We are social creatures with a deep need to share our thoughts and feelings, as we look for common ground, enriching one another with our stories. In this way we can benefit from many different lives and our knowledge is extended far beyond the confines of our own experience.
Conversation requires some degree of turn-taking, but not necessarily in a sentence by sentence process. My Dutch friend introduced me to the idea that there are people who converse as though playing a game of tennis, neatly lobbing the topic back and forth, and those such as in her large family of girls who, like basketball players, dribble the ball until they are tackled and the topic wrestled from them. Either game, she assured me, is fine, but problems arise when a basketball conversationalist is matched with a tennis player. The tennis one is thinking, 'I can't get a word in edgewise, s/he is hogging the conversation,' while the other is thinking, 'Will s/he never pick up their end of the conversation? I'm doing all the work here!'
By telling each other the story of our daily life we get an opportunity to check out how we are doing. Is this normal? Did I do well? With another person to bear witness, I shape my reality, using the mirror the listener holds up to me. Australian aboriginal myth tells how the ancestors sang the world into existence. This speaks to me as an image of how we create our reality through expressing it, talking and listening into connection with each other. As Douglas Steere puts it: "To listen another's soul into a condition of disclosure and discovery may be almost the greatest service that any human being ever performs for another......" (Where Words Come From Swarthmore Lecture 1955.)
On the other hand, solitary confinement, which deprives a person of the chance to communicate, is one of the harshest punishments and few can survive any significant period of it with their mental health intact. In its lesser forms, ostracism or silent treatment, the cruelty lies in discounting the other person. Deliberate refusal to validate another's existence is psychological annihilation.
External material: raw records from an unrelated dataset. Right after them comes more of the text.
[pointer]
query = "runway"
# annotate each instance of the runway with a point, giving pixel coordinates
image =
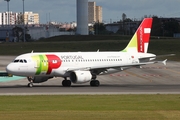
(150, 79)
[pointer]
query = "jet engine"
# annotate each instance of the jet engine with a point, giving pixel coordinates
(80, 76)
(38, 79)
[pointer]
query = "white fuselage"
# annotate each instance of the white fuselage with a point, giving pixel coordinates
(35, 64)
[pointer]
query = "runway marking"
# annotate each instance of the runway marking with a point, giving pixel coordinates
(153, 75)
(154, 67)
(173, 71)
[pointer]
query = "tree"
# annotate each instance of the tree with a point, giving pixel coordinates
(124, 17)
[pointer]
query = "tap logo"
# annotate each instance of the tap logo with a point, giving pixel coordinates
(46, 63)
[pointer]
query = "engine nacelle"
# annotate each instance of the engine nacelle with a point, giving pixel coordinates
(38, 79)
(80, 76)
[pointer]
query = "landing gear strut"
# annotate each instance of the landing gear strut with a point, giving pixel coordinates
(95, 83)
(66, 83)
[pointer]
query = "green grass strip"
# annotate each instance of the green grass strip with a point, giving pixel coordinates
(80, 107)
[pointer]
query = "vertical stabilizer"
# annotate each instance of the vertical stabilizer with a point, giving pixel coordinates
(140, 40)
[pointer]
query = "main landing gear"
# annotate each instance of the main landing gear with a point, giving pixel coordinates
(67, 83)
(95, 83)
(30, 84)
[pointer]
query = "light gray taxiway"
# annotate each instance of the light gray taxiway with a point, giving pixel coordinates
(150, 79)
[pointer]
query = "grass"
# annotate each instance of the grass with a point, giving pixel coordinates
(156, 46)
(80, 107)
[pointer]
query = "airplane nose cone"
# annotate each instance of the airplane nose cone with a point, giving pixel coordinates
(10, 68)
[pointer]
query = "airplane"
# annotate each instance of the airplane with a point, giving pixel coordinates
(83, 67)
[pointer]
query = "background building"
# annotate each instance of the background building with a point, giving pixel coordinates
(99, 14)
(82, 17)
(4, 18)
(16, 18)
(94, 13)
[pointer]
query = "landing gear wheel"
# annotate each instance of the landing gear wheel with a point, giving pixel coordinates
(95, 83)
(30, 85)
(66, 83)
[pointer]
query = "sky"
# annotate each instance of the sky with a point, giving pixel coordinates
(65, 10)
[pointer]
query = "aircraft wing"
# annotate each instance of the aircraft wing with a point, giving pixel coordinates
(114, 66)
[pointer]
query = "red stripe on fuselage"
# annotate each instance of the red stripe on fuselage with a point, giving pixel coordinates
(54, 62)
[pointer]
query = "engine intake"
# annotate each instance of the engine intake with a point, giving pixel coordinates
(80, 76)
(38, 79)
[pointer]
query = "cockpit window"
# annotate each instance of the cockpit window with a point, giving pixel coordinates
(20, 61)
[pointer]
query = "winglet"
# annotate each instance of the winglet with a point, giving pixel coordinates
(140, 40)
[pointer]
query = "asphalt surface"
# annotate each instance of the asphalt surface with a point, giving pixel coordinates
(150, 79)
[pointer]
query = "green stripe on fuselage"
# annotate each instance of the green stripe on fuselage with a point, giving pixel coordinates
(41, 62)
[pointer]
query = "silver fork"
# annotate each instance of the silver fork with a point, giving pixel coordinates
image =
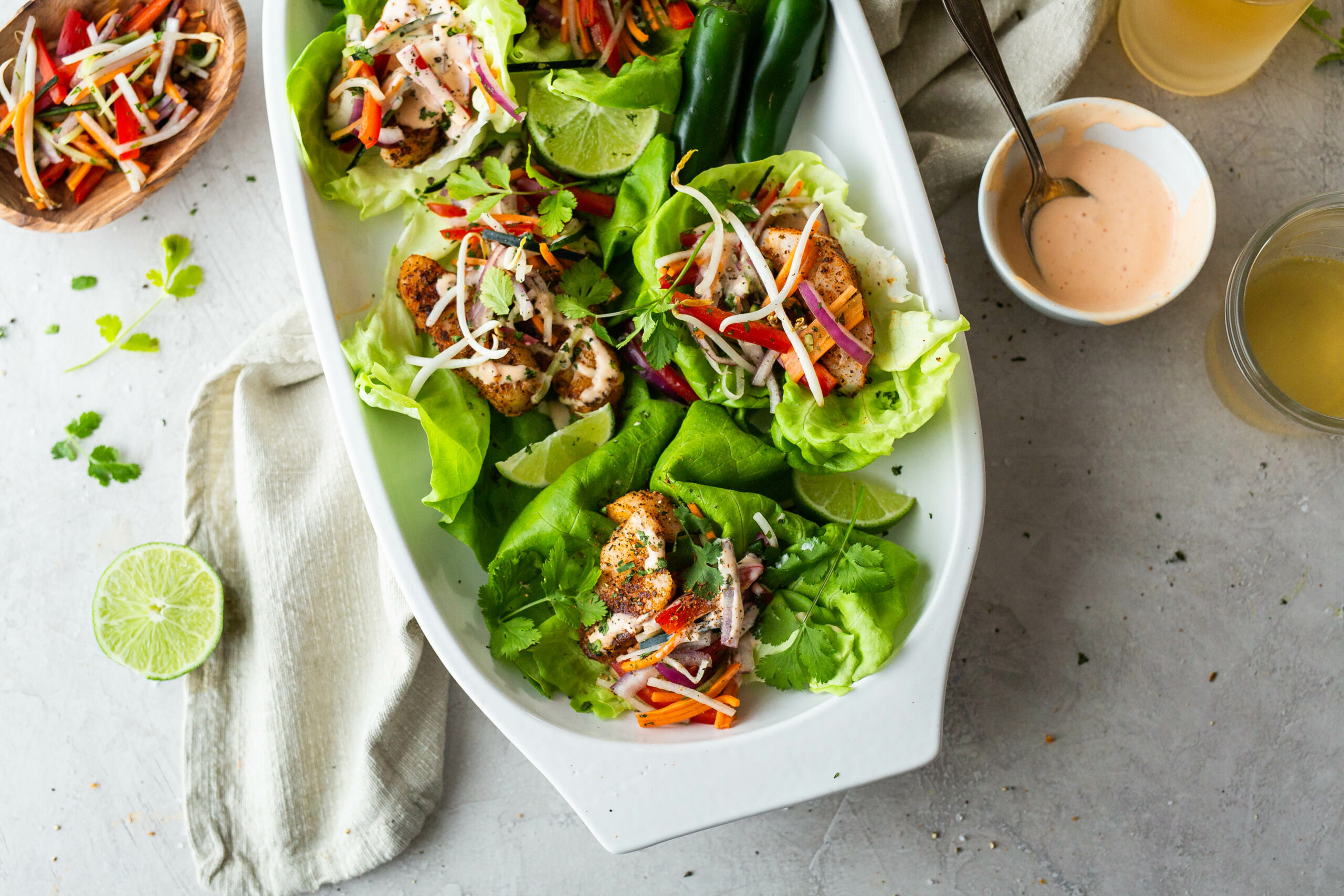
(970, 18)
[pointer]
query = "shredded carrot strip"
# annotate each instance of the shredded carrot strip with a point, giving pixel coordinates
(810, 257)
(550, 257)
(22, 150)
(729, 696)
(689, 708)
(644, 662)
(490, 100)
(13, 116)
(81, 171)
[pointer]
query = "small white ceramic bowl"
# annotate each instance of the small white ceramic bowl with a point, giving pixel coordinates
(1156, 144)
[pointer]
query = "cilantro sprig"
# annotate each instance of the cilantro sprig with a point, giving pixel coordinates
(172, 281)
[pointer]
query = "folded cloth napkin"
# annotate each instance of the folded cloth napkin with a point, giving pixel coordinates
(953, 116)
(313, 746)
(313, 743)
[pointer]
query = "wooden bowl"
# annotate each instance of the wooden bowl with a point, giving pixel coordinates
(112, 198)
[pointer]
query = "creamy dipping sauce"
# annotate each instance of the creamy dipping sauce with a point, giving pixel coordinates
(1120, 251)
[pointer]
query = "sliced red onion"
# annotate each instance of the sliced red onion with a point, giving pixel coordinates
(847, 343)
(548, 13)
(492, 87)
(673, 675)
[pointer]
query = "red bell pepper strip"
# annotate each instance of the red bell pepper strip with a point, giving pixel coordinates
(128, 127)
(89, 183)
(754, 332)
(145, 19)
(682, 613)
(75, 34)
(371, 121)
(680, 15)
(53, 172)
(459, 233)
(447, 210)
(47, 70)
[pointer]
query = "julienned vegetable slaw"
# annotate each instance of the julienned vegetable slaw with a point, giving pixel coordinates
(671, 565)
(101, 96)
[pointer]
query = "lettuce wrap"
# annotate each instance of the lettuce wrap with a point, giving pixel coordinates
(850, 632)
(373, 186)
(568, 516)
(913, 361)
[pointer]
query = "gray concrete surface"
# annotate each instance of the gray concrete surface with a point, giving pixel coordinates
(1131, 520)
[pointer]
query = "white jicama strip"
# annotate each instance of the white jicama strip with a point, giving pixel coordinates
(368, 83)
(89, 51)
(444, 361)
(766, 366)
(705, 289)
(461, 305)
(174, 128)
(166, 59)
(766, 530)
(123, 56)
(722, 343)
(133, 101)
(663, 684)
(774, 305)
(796, 263)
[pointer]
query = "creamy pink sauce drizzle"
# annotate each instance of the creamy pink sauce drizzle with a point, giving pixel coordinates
(1120, 250)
In my work as a psychologist I see people deeply moved and transformed by the opportunity to talk to me: a listener with no agenda other than the well-being of the person in front of me. Many of my clients have thought constantly about their problems but something quite different occurs when they tell me what is on their mind. The problem which we examine together becomes less threatening in its appearance and more amenable to solution.
I have experienced the same thing myself when, after grappling privately with an issue which I expected to manage alone, I take the risk of speaking it aloud and the pieces fall into place. Where better to talk than among friends who, like family, will forgive our stumbling attempts to find the right words and will understand our shortcuts and non sequiturs.
In the end, our life stories share common threads, for we are all on the same journey, the path on which Soul or Self or 'that of God within' realises its true nature. Sincere communication resonates deeply in the listener, and for a few moments we are not alone.